The number of students who are transferring out of the district has also jumped. As of Tuesday afternoon, a total of 660 transferred, compared to just 52 last year. Of those, 474 have switched to an Alaska state correspondence school, or home school, and 186 went to a private school or left the state.

Two weeks remain before the school year begins on Aug. 20, Bishop cautioned. A little more than 1,700 student registrations are in process but have not yet been completed, she said.

The district announced last week that it would begin the school year with online-only classes because the coronavirus risk level has gone up.

Students can pick from three options and remain in the school district this year:

• They can sign up for their regular school, which starts online but may change to a mix of in-person and online classes or in-person only as the COVID-19 risk changes.

• They can choose the district’s new virtual program, which is designed like a home school but keeps the student enrolled in their neighborhood school.

• They can choose one of the district’s three other, already established home school programs.

Families may be slow to register because they are still choosing the option that will work best for their specific situation, district officials said.

“Parents have really big decisions to make, so I don’t know that we can hurry it,” deputy superintendent Mark Stock said of the registration process.

The enrollment process also has some major differences from previous years, since families must now schedule appointments instead of dropping in and must go through a health screening before entering school buildings. That slows the enrollment process down, Bishop said. It is possible to fully enroll online, but many families want face-to-face appointments with district counselors.

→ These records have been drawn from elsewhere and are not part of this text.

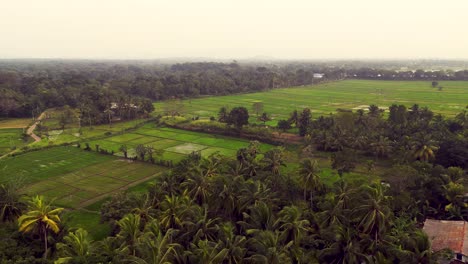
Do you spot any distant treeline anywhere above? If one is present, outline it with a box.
[0,60,468,118]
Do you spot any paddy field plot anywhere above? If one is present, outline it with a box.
[154,80,468,125]
[0,128,31,156]
[86,124,272,163]
[0,147,165,208]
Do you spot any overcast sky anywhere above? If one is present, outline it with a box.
[0,0,468,59]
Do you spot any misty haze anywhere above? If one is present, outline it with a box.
[0,0,468,264]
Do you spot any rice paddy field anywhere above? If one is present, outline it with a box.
[0,118,31,156]
[0,147,165,208]
[155,80,468,124]
[82,124,273,163]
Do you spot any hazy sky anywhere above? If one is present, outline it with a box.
[0,0,468,59]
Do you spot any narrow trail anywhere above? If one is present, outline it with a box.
[26,112,45,142]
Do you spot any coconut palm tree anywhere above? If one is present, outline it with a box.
[159,191,195,230]
[218,222,247,264]
[130,221,181,264]
[411,134,439,161]
[248,230,293,264]
[237,202,275,234]
[119,144,128,158]
[370,136,392,157]
[57,228,94,263]
[18,196,63,258]
[319,226,370,264]
[353,184,391,241]
[238,179,277,211]
[262,147,286,175]
[132,193,156,224]
[181,206,221,242]
[181,167,213,205]
[275,205,310,246]
[299,159,323,208]
[188,240,229,264]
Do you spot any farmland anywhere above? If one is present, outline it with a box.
[155,80,468,124]
[0,118,31,156]
[0,147,164,208]
[82,124,272,163]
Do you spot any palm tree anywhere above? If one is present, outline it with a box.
[119,144,128,158]
[117,214,141,256]
[181,206,221,242]
[18,196,63,258]
[218,222,247,263]
[189,240,229,264]
[238,202,275,234]
[181,168,213,205]
[135,144,148,161]
[319,226,370,264]
[57,228,93,263]
[159,191,195,229]
[370,136,392,157]
[132,193,156,224]
[262,147,286,175]
[238,179,278,211]
[411,134,439,161]
[131,221,181,264]
[248,230,293,264]
[299,159,323,208]
[275,205,310,246]
[353,184,391,242]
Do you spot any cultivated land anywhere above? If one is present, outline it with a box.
[155,80,468,124]
[82,124,272,163]
[0,147,165,208]
[0,118,31,156]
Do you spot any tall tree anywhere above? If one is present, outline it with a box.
[227,106,249,130]
[299,159,323,208]
[18,196,63,258]
[298,108,312,137]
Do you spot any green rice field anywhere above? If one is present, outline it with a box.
[86,124,272,163]
[0,147,165,208]
[155,80,468,124]
[0,128,30,156]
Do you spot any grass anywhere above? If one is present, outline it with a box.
[0,118,32,129]
[0,128,31,156]
[62,211,111,240]
[82,124,272,163]
[0,147,165,208]
[154,80,468,125]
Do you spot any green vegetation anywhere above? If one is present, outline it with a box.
[0,59,468,263]
[154,80,468,125]
[0,147,165,208]
[0,128,31,156]
[81,124,271,163]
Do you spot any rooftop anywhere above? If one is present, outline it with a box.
[423,219,468,256]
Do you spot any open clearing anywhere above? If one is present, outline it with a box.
[81,124,272,163]
[0,147,165,208]
[155,80,468,125]
[0,118,31,129]
[0,128,31,156]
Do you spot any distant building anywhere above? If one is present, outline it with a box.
[423,219,468,263]
[314,73,325,79]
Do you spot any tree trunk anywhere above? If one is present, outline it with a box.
[310,190,314,210]
[44,226,47,259]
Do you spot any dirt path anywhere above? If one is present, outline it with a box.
[26,112,45,142]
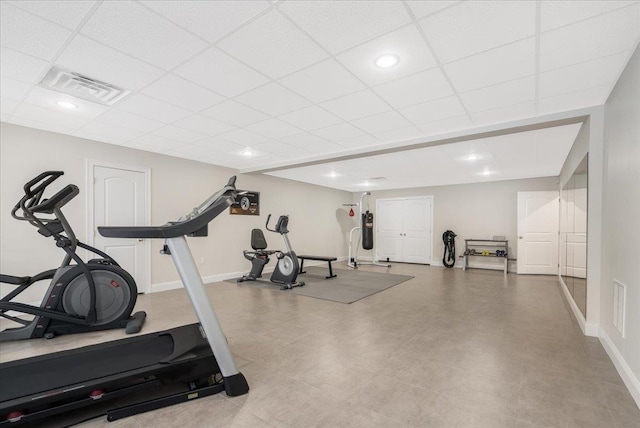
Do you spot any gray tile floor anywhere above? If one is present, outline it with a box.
[0,264,640,428]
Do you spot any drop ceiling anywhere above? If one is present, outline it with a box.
[0,0,640,191]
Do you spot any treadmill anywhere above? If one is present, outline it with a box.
[0,176,249,427]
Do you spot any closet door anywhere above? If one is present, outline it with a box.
[402,198,431,264]
[374,199,404,262]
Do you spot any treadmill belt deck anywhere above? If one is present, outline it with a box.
[0,335,174,402]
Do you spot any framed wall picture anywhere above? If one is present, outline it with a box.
[229,190,260,215]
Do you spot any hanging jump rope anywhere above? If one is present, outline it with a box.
[442,230,458,267]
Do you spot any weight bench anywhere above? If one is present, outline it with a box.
[298,255,338,279]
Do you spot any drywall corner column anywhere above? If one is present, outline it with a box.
[584,106,604,336]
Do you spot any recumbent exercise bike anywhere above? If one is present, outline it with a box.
[237,214,304,290]
[0,171,146,342]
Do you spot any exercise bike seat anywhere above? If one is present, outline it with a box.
[251,229,267,251]
[0,274,31,285]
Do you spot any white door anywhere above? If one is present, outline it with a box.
[89,165,150,293]
[402,198,431,264]
[374,200,404,262]
[376,197,432,264]
[517,191,559,275]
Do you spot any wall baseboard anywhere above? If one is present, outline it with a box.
[598,328,640,407]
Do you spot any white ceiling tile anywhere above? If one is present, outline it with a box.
[0,48,49,83]
[0,97,20,116]
[56,36,164,90]
[0,1,71,60]
[416,116,473,135]
[351,111,411,134]
[538,52,633,98]
[540,0,637,31]
[287,134,345,155]
[460,76,536,113]
[444,38,536,92]
[127,134,184,153]
[24,86,109,119]
[216,129,267,146]
[118,94,191,123]
[0,77,31,101]
[13,103,88,129]
[538,85,612,114]
[73,121,142,143]
[235,83,311,116]
[8,115,77,135]
[254,141,309,156]
[407,0,459,18]
[7,0,96,30]
[96,108,164,133]
[279,132,328,146]
[193,138,244,153]
[152,125,207,144]
[337,25,437,85]
[438,138,489,160]
[173,114,235,136]
[535,123,582,175]
[373,126,423,143]
[80,1,207,70]
[321,89,391,120]
[340,134,380,149]
[142,74,225,111]
[373,68,453,108]
[312,123,364,142]
[142,0,269,43]
[280,106,341,131]
[218,10,327,79]
[200,100,269,126]
[174,48,269,97]
[399,97,465,124]
[540,3,640,71]
[420,1,536,63]
[280,1,411,54]
[279,59,365,103]
[471,102,536,125]
[246,119,302,138]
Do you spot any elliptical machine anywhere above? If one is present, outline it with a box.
[0,171,146,342]
[237,214,304,290]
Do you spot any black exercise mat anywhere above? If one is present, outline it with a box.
[227,266,413,303]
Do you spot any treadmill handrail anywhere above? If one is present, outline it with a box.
[98,176,237,239]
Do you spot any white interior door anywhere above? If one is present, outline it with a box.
[402,198,431,264]
[376,197,433,264]
[517,191,559,275]
[375,199,404,262]
[89,165,150,293]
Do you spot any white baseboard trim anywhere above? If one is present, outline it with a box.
[599,328,640,407]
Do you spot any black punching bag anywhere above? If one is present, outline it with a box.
[362,211,373,250]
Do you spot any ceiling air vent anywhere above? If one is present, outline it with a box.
[40,66,131,106]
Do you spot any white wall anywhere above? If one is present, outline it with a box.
[0,123,351,301]
[353,177,558,271]
[600,45,640,406]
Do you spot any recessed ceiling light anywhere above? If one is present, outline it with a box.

Anchorage School District Chief Financial Officer Jim Anderson said it’s too soon to tell just how large of an impact the pandemic will have on the school’s finances. Public schools get money through a formula which is based on school enrollment, and so any time that drops, a school has less money for its programs.

Each year, school administrators factor in an enrollment buffer of between 50 to 500 students as they prepare for the coming year, Bishop said.

This drop is “significant compared to that,” she said.